When you iterate with D foreach on a string that contains those, what is the right way to split chars? Returning a single "char" 8 bytes long (that is a string of two 32-bit chars) that contains them both is not wrong (but probably not expected) :-)

Bye,
bearophile
June 08, 2010
On 2010-06-08 22:27, Nick Sabalausky wrote:
<snip>
>
> 1. Am I correct in all of that?

Yes. In particular, the three-byteness of CJK characters is an often-cited reason to use UTF-16 instead of UTF-8.

> 2. Is there a proper way to encode that modifier character by itself? For
> instance, if you wanted to write "Japanese has a (the modifier by itself
> here) that changes a sound".

You can combine it with a space, but yes: that mark, called the dakuten or voicing mark, can be encoded by itself as U+309B.

I recommend http://rishida.net/scripts/uniview/ for searching through Unicode.
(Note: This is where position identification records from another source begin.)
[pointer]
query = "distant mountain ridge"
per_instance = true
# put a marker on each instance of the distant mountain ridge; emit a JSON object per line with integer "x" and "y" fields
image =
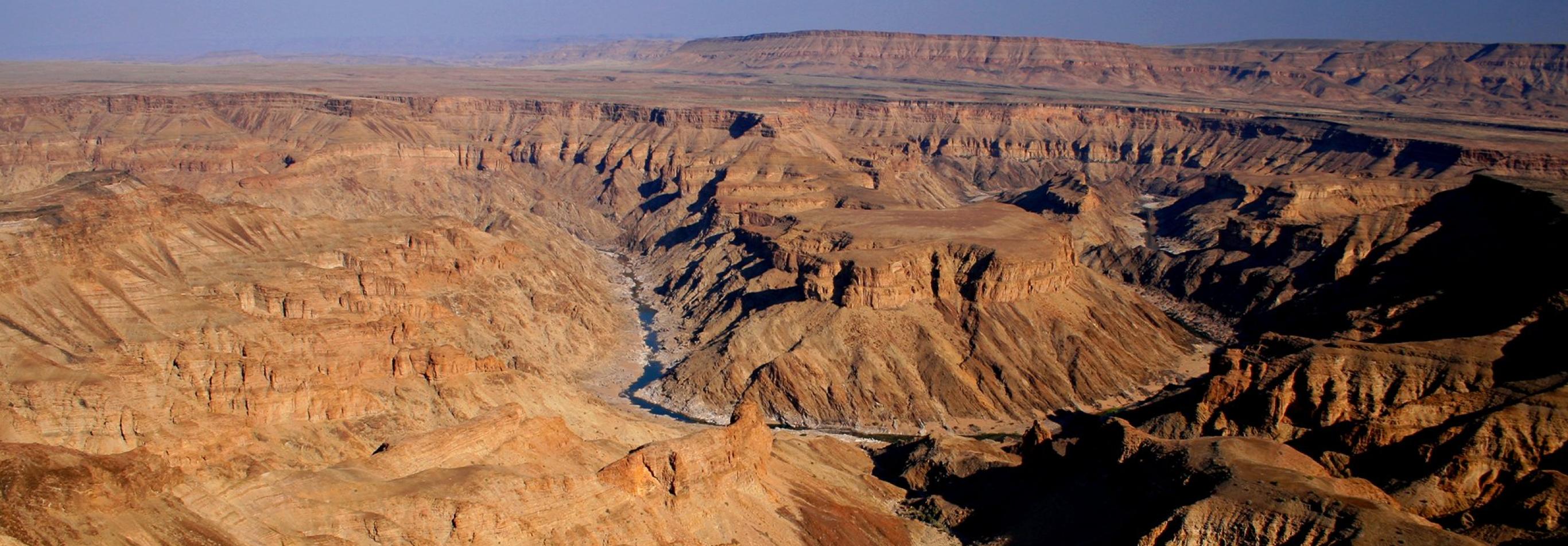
{"x": 1509, "y": 79}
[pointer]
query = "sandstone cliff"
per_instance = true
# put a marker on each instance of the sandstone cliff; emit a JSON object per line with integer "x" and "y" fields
{"x": 1451, "y": 396}
{"x": 898, "y": 321}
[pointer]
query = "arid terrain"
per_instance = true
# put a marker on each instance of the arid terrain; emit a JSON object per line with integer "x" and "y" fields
{"x": 824, "y": 287}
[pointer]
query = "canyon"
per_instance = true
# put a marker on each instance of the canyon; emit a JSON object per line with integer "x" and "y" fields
{"x": 817, "y": 287}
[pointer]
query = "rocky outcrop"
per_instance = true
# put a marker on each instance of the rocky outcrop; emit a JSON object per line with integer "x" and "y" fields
{"x": 712, "y": 460}
{"x": 896, "y": 321}
{"x": 1104, "y": 482}
{"x": 1451, "y": 397}
{"x": 223, "y": 374}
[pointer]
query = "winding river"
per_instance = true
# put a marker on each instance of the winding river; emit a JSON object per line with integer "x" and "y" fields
{"x": 651, "y": 369}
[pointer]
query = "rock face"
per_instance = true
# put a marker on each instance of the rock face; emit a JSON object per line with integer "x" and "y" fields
{"x": 179, "y": 370}
{"x": 380, "y": 317}
{"x": 1518, "y": 79}
{"x": 1451, "y": 397}
{"x": 898, "y": 321}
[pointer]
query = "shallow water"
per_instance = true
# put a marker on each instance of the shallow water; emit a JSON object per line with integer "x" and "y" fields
{"x": 651, "y": 369}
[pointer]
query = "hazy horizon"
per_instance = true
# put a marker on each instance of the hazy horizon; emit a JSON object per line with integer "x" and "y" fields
{"x": 183, "y": 29}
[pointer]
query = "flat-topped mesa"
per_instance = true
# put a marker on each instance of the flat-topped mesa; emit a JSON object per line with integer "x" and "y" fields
{"x": 1500, "y": 79}
{"x": 886, "y": 259}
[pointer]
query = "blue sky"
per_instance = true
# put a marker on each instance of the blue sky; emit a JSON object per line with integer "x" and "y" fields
{"x": 187, "y": 27}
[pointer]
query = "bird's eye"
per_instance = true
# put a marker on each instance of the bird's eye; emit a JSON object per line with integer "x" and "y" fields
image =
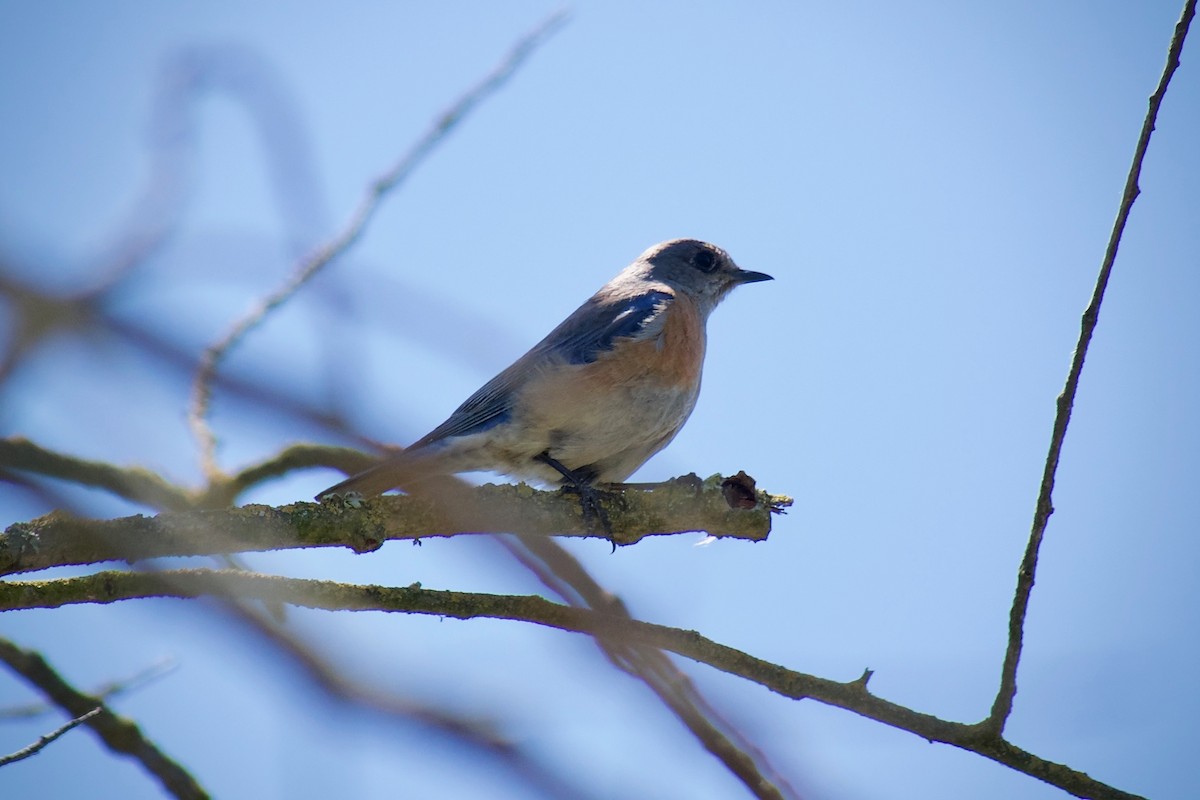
{"x": 705, "y": 260}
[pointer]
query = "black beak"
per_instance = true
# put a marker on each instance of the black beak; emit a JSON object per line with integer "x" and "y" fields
{"x": 747, "y": 276}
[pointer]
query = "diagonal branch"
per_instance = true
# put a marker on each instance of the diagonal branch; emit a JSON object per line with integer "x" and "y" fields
{"x": 202, "y": 388}
{"x": 1003, "y": 703}
{"x": 562, "y": 572}
{"x": 42, "y": 741}
{"x": 119, "y": 734}
{"x": 852, "y": 696}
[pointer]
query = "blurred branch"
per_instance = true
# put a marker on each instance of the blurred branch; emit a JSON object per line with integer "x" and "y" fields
{"x": 60, "y": 540}
{"x": 852, "y": 696}
{"x": 1003, "y": 703}
{"x": 210, "y": 362}
{"x": 105, "y": 691}
{"x": 132, "y": 482}
{"x": 118, "y": 733}
{"x": 563, "y": 573}
{"x": 42, "y": 741}
{"x": 329, "y": 679}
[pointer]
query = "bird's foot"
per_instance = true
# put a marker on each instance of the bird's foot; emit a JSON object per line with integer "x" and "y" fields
{"x": 591, "y": 498}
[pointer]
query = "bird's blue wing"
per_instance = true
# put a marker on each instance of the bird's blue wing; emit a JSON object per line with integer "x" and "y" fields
{"x": 581, "y": 338}
{"x": 582, "y": 341}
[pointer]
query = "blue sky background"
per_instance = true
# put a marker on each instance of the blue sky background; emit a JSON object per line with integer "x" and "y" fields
{"x": 933, "y": 186}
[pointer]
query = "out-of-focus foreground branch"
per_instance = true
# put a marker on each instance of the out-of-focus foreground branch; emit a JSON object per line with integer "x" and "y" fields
{"x": 119, "y": 734}
{"x": 853, "y": 696}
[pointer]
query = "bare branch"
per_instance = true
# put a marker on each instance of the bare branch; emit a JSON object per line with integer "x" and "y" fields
{"x": 563, "y": 575}
{"x": 60, "y": 540}
{"x": 852, "y": 696}
{"x": 105, "y": 691}
{"x": 42, "y": 741}
{"x": 202, "y": 388}
{"x": 119, "y": 734}
{"x": 325, "y": 677}
{"x": 132, "y": 483}
{"x": 1003, "y": 704}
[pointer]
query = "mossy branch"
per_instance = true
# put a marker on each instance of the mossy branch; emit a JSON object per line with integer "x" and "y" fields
{"x": 676, "y": 506}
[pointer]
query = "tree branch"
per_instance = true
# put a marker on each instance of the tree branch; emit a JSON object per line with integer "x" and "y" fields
{"x": 202, "y": 388}
{"x": 118, "y": 733}
{"x": 1003, "y": 704}
{"x": 61, "y": 540}
{"x": 42, "y": 741}
{"x": 852, "y": 696}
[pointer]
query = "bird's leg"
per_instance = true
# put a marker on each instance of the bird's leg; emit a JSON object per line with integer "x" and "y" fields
{"x": 589, "y": 497}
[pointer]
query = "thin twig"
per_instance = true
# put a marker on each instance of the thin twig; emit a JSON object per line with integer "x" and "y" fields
{"x": 42, "y": 741}
{"x": 202, "y": 388}
{"x": 105, "y": 691}
{"x": 563, "y": 573}
{"x": 1003, "y": 704}
{"x": 852, "y": 696}
{"x": 119, "y": 734}
{"x": 474, "y": 733}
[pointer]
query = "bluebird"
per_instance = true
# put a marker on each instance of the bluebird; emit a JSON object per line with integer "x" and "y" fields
{"x": 593, "y": 401}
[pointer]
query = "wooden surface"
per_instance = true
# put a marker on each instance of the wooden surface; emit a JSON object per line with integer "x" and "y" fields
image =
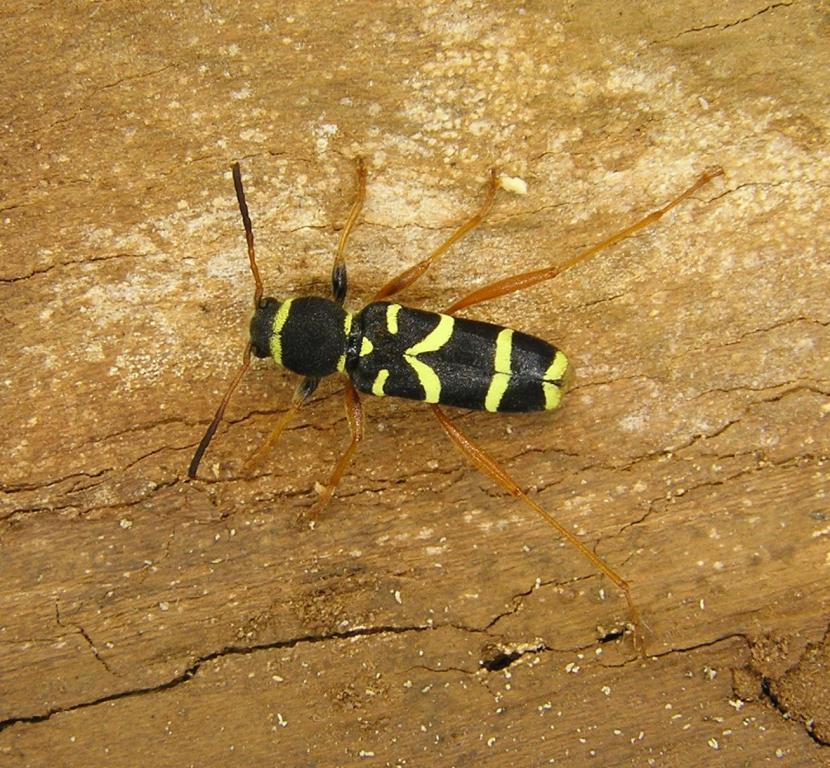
{"x": 426, "y": 619}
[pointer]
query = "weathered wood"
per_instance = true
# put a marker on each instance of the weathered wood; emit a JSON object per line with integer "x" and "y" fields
{"x": 426, "y": 619}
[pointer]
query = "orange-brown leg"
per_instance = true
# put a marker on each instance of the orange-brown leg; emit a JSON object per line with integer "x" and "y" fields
{"x": 304, "y": 390}
{"x": 488, "y": 466}
{"x": 526, "y": 279}
{"x": 354, "y": 413}
{"x": 409, "y": 276}
{"x": 339, "y": 281}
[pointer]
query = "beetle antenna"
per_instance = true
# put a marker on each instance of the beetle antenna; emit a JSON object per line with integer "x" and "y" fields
{"x": 246, "y": 356}
{"x": 249, "y": 231}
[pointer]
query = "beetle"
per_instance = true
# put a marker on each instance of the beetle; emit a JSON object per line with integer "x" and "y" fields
{"x": 389, "y": 349}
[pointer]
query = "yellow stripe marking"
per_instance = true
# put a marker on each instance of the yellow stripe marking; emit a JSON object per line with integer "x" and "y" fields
{"x": 347, "y": 328}
{"x": 276, "y": 336}
{"x": 501, "y": 375}
{"x": 432, "y": 342}
{"x": 557, "y": 372}
{"x": 380, "y": 380}
{"x": 392, "y": 317}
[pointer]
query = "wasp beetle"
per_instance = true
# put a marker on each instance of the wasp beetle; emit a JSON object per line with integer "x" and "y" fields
{"x": 388, "y": 349}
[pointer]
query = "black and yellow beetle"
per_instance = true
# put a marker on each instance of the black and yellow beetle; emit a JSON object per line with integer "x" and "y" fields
{"x": 390, "y": 349}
> 3. A text editor, for instance, is intended to treat something like (U+305D,
> U+3099) as a single character, right?

Yes, I'd say so. I suppose it could allow for removing only the modifier (or the modified), but that doesn't seem like it should be the default behaviour.

> 4. When comparing strings, are (U+305E) and (U+305D, U+3099) intended to
> compare as equal?

Yes. You might want to read about equivalence and normalization in Unicode:

http://en.wikipedia.org/wiki/Unicode_equivalence

> 5. Does Phobos/Tango correctly abide by whatever the answer to #4 is?

AFAIK, neither support normalization of any kind.

> 6. Are there other languages with similar things for which the answers to #3
> and #4 are different? (And if so, how does Phobos/Tango handle it?)

Factor has pretty good support for Unicode:

http://docs.factorcode.org/content/article-unicode.html

> 7. I assume Unicode doesn't have any provisions for Furigana, right? I
> assume that would be outside the scope of Unicode, but I thought I'd ask.

There's:

U+FFF9  INTERLINEAR ANNOTATION ANCHOR
U+FFFA  INTERLINEAR ANNOTATION SEPARATOR
U+FFFB  INTERLINEAR ANNOTATION TERMINATOR

But it's usually recommended to use some kind of ruby markup instead. See:

http://en.wikipedia.org/wiki/Ruby_character#Ruby_in_Unicode

-- 
E-mail address: matti.niemenmaa+news, domain is iki (DOT) fi
June 08, 2010
"Matti Niemenmaa" <see_signature@for.real.address> wrote in message news:hum6ft$2jar$1@digitalmars.com...
> On 2010-06-08 22:27, Nick Sabalausky wrote:
> <snip>

Thanks for the helpful response :)


>
> I recommend http://rishida.net/scripts/uniview/ for searching through Unicode.
>

Ahh, I'd been wanting a good Unicode equivalent to an ASCII chart. That seems to do nicely.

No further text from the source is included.